Les illustrations de Jennifer Yerkes proposent des doubles pages aux couleurs pastel, avec un découpage de plans très cinématographique pour faire suivre au lecteur la progression des personnages. Elles assument parfaitement la fonction narrative qui leur est attribuée dans la plus grande partie de l’album.

Enigmatique, poétique, plein de douceur,  cet album illustre un rapport particulier aux souvenirs,  aux vacances. Il parle, comme en filigrane, de la magie de la mer, de son imaginaire, mais aussi de transmission familiale.

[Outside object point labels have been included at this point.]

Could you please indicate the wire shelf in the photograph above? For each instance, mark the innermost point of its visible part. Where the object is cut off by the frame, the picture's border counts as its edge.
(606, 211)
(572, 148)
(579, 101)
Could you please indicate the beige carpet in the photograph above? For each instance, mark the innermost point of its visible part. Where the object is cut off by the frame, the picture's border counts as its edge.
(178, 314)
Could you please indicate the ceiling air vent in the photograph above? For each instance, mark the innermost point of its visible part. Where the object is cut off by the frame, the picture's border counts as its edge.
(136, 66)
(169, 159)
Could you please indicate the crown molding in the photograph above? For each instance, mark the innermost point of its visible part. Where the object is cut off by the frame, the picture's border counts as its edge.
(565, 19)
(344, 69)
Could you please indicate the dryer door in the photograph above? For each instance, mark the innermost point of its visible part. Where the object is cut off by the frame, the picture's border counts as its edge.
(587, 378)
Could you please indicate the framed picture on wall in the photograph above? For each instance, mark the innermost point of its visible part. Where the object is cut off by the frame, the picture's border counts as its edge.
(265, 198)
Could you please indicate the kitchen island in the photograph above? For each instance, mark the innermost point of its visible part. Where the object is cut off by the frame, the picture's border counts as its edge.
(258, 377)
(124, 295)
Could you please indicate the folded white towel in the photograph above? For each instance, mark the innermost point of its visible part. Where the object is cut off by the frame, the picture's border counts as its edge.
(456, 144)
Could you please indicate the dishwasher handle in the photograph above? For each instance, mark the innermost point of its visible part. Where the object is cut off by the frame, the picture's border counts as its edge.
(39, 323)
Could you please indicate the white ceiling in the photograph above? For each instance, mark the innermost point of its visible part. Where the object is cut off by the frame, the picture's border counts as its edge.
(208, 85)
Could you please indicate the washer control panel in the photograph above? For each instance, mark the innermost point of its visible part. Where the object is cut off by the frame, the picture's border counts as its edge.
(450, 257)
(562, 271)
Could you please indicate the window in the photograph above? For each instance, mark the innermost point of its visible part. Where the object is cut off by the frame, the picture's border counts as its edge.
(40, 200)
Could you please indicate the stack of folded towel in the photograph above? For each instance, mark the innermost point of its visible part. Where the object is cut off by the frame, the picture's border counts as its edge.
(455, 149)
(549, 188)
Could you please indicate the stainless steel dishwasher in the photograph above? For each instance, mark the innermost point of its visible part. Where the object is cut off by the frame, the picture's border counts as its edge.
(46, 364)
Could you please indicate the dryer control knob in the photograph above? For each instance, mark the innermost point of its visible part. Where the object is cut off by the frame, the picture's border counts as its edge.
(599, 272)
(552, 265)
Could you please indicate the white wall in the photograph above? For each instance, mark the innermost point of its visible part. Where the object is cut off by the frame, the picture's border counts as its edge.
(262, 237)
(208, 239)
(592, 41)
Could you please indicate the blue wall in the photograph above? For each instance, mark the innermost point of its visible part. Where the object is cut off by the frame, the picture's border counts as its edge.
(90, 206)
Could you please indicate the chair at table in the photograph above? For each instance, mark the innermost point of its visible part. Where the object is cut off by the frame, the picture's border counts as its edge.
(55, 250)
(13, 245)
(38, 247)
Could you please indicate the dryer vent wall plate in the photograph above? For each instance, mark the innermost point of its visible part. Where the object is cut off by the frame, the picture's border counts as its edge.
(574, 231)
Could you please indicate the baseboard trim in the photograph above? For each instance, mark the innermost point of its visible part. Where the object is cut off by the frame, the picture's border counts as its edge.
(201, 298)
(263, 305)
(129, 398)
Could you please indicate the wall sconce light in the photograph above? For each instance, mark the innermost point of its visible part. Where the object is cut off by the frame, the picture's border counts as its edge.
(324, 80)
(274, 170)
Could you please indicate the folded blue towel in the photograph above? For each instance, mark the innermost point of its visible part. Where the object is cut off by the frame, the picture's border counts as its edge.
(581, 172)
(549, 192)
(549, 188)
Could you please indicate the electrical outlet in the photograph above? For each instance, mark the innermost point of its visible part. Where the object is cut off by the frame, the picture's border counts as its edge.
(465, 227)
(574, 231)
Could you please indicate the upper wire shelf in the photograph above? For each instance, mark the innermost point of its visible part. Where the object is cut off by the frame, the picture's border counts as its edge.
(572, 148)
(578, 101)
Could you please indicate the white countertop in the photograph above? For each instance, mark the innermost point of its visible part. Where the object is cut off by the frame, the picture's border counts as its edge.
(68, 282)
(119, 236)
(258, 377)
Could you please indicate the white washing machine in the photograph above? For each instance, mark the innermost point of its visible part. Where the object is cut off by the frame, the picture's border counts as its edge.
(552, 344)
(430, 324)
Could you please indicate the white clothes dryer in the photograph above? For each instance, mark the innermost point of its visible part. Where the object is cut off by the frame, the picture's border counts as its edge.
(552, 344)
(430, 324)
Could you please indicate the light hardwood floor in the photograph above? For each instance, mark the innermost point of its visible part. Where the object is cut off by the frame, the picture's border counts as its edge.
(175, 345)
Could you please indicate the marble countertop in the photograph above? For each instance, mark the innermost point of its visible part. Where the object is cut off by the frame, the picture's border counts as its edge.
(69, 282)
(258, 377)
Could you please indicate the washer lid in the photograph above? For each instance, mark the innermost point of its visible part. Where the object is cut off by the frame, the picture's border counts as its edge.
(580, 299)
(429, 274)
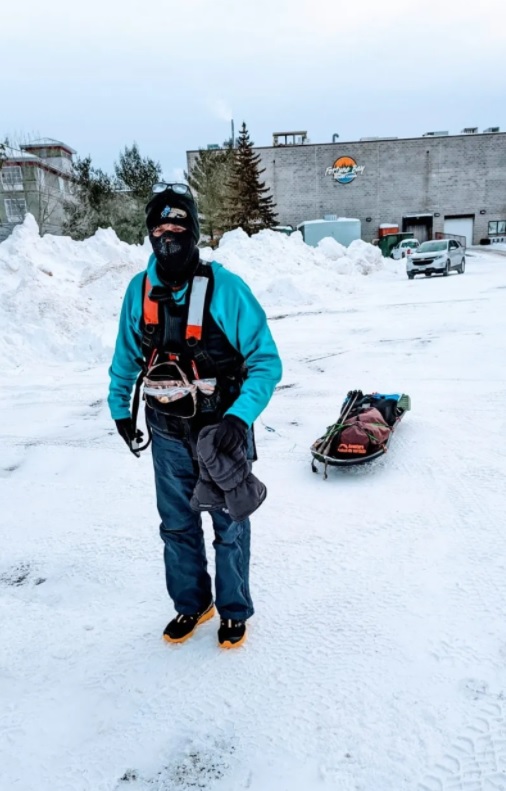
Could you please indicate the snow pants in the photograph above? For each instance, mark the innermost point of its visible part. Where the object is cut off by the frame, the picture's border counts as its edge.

Caché pas caché dans le sable

Caché pas caché dans le sable
Michelle Daufresne
Seuil Jeunesse, 2011

Une aventure à la mer

par Sophie Genin

51+edQUxgPL._AA115_.jpg   Cet album en accordéon recto-verso proposé dans la série « caché pas caché » permet aux très jeunes lecteurs, côté recto, narratif, de s’identifier au petit crabe à la recherche de son papa (suffisamment original pour être souligné : pour une fois, il n’est pas en quête de sa maman !) ou, au verso, plus « documentaire », d’observer les animaux du bord de mer.

Les illustrations, mêlant éléments naturels et créations de papiers collées faisant songer à Eric Carle, facilitent la recherche, pas toujours évidente, des éléments demandés par le texte (« Qui nage dans l’eau ? Où est passé le chien ? »). Tout cela donne envie d’accompagner le jeune enfant et de s’enthousiasmer avec lui de ses premières découvertes.